Essa é outra frente da unidade de negócios New Ventures, que direciona nossas tecnologias para a validação de novos arranjos de pagamento. Também fomos chamados no piloto do LIFT (Laboratório de Inovações Financeiras e Tecnológicas) do Banco Central, que testou a identidade digital distribuída. Nosso papel será o de colaborar na verificação de identidade, na validade de transações e em como melhorar a experiência do usuário final.
Em relação ao segmento de análise de crédito, qual será o diferencial da ClearSale em relação a outros players do setor?
Nosso dado é transacional, então a gente tem um nível de inclusão e de consistência únicos nos dados. Informações comportamentais de consumo são muito valiosas, com isso conseguimos dar uma dimensão adicional ao processo de análise de crédito. Vale destacar que nosso propósito é tornar a vida digital das pessoas mais simples, segura e justa. Imagine que um bureau de crédito ou uma instituição financeira possa não dar crédito para uma pessoa que já foi negativada em algum momento da vida dela. Mas eu vejo que o hábito de compras digital dela hoje é regular, contínuo, e o pagamento está em dia. Essa informação adicional pode ser o diferencial para permitir o acesso a crédito para essa população que hoje não atende a critérios mais tradicionais de análise.
Quando você fala que uma das frentes da ClearSale é investir em serviços de cibersegurança, esse é um campo muito abrangente. Quais serão os focos principais da empresa?

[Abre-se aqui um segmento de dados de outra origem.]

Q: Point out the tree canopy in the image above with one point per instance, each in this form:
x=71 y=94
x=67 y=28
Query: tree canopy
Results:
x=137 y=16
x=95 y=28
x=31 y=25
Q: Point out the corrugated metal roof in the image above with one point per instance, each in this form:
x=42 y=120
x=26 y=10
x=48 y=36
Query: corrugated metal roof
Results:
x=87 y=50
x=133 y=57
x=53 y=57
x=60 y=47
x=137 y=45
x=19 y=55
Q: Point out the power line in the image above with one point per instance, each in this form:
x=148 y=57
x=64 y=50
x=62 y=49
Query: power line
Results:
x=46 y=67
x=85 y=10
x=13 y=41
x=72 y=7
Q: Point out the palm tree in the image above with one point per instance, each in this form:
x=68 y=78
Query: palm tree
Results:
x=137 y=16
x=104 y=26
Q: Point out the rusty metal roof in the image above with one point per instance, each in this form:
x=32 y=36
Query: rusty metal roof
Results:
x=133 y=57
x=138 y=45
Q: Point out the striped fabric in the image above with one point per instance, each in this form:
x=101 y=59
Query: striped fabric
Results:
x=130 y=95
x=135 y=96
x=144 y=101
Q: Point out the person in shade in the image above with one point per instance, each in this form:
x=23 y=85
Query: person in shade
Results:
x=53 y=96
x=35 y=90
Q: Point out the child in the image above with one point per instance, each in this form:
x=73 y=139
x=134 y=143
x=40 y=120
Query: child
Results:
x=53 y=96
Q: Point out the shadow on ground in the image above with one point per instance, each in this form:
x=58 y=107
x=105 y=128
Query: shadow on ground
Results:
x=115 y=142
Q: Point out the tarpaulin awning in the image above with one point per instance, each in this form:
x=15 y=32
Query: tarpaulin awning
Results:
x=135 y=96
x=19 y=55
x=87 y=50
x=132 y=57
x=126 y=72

Começamos essa tese por três hipóteses principais. A primeira é a de antiphishing, quando fraudadores criam um site falso em nome de um determinado varejista, ou um falso perfil de rede social e causa danos não só para a marca como para o consumidor, que nunca receberá o produto pelo qual acredita que comprou. Nossa tecnologia identifica estes sites de forma automática e os remove. Outra tese é a de monitoramento de marca, quando fraudadores vendem produtos falsificados de uma marca visada em vários marketplaces. Conseguimos identificar essa prática e tirar o produto de venda. Por fim, o vazamento de dados, algo que tem assombrado as empresas. Rastreamos na Deep Web, na Dark Web para ver se existem dados vazados de um determinado negócio para proteger proativamente a empresa de ataques que possam vir a acontecer.